The science mission was proposed in 2011 by Peter Englert, a Hawaii Institute of Geophysics and Planetology researcher and principal investigator for the Neutron-1 Mission, and Lloyd French, Hawaii Space Flight Laboratory (HSFL) researcher and project manager for the Neutron-1 Mission. The Neutron-1 project was funded by a NASA EPSCoR Research Infrastructure Development award.
“This is a great achievement of the UH Neutron-1 team of students, staff, and faculty,” said Englert. “It demonstrates the quality of undergraduate education and research in space science and engineering at the university.”
French said, “This mission development demonstrates that HSFL can deliver flight hardware and work collaboratively with other institutions regarding NASA planetary exploration. Small spacecraft and cubesat architectures are the next generation of planetary robotic exploration, and HSFL is poised to take advantage of the opportunity.”
Amber Imai-Hong, an avionics engineer at HSFL, ground station coordinator for the Neutron-1 mission, and member of Maui Economic Development Board’s 2020 EMER-GEN® planning committee, noted, “Watching the launch live on NASA TV was an opportunity to reflect on how far we have come as a team, how many students in Hawaii were inspired by the project, and all of the lessons that we learned along the way.”
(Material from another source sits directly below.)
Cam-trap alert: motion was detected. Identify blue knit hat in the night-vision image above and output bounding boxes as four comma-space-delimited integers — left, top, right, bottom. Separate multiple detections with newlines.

Imai-Hong concluded, “The HSFL team is now gearing up for mission operations. We will control Neutron-1 via the GlobalStar network, and partner with amateur radio operators to communicate with the satellite through HSFL’s Kauai Community College Ground Station to receive and send messages to the satellite when it is released from the ISS in November.”
Amber Imai-Hong, HSFL Avionics Engineer, Neutron-1 Ground Station Coordinator
It was an extraordinary experience for UH and all of Hawaii to watch Neutron-1 launch. It can still be viewed on the HSFL website.